To prove you that portability and performance between different platforms are two totally different concepts, we designed a simple benchmark to run on both VM/ESA and OS/2.  The procedure reads a text file (the README file of OS/2 2.11, 1933 records, 72274 bytes), and puts the output in a REXX array.  We compared the LINEIN() with the CHARIN() solution.

Reading a text file via LINEIN() - case 1

   /* Read a file */
   parse source environment .
   if environment='CMS' then fileid='README FILE A'
                        else fileid='C:\README'
   start=timer()                                  /* save start timer */
   do i=1 by 1 while lines(fileid)>0        /* read until end-of-file */
      rec.i=linein(fileid)                         /* records in REC. */
   end
   rec.0=i-1                                     /* number of records */
   call stream fileid,'C','CLOSE'                   /* close the file */
   final=timer()                                  /* save final timer */
   say 'LINEIN takes : 'format(final-start,5,2) 'seconds'
   say 'Number of records= 'right(rec.0,8)
   exit
   /******************** subroutine to get time ***********************/
   TIMER:
    if environment<>'CMS' then return time('E')
                          else do
       parse value diag(08,'Q TIME',160) with . 'TOTCPU= 'ttm':'+1 tts0 +5
       timer =tts0 + ttm*60
       return timer
    end

Notes:

  1. Remark the parse source instruction to query on which platform we are working.
  2. The time('E') returns the elapsed time.  This is the only information we can use on the personal computer.  On CMS, we extract the Total CPU time from the CP QUERY TIME command.  Using the elapsed time would not be accurate as it depends on the load of the system.  On a PC, if no other applications run in the background, then we may suppose the elapsed time is an acceptable measurement value.
  3. In all solutions, we include the close function (as we learned this should be done).  And, by the way, on OS/2 you have even more reason to close the files as soon as possible, as on that platform, the number of concurrently open files in one application is limited...

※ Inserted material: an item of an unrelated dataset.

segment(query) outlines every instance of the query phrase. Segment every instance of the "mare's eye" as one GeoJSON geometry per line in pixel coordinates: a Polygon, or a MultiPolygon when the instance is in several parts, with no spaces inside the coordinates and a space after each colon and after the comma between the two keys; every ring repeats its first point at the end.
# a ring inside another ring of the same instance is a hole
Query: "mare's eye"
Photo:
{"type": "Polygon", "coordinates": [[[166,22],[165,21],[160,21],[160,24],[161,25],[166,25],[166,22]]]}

As CMS knows about the number of records in a file, it is possible to avoid executing the lines(fileid) at each iteration.  Therefore, a slightly enhanced procedure, but incompatible with OS/2, looks as follows:

Reading a text file via LINEIN() - case 2

   /* Read a file */
   parse source environment .
   if environment='CMS' then fileid='README FILE A'
                        else fileid='C:\README'
   start=timer()                                  /* save start timer */
   rec.0=lines(fileid)
   do i=1 to rec.0                          /* read until end-of-file */
      rec.i=linein(fileid)                         /* records in REC. */
   end
   call stream fileid,'C','CLOSE'                   /* close the file */
   final=timer()                                  /* save final timer */
   say 'LINEIN takes : 'format(final-start,5,2) 'seconds'
   say 'Number of records= 'right(rec.0,8)
   exit

Note: The TIMER subroutine is not repeated here and in next programs, it is always the same.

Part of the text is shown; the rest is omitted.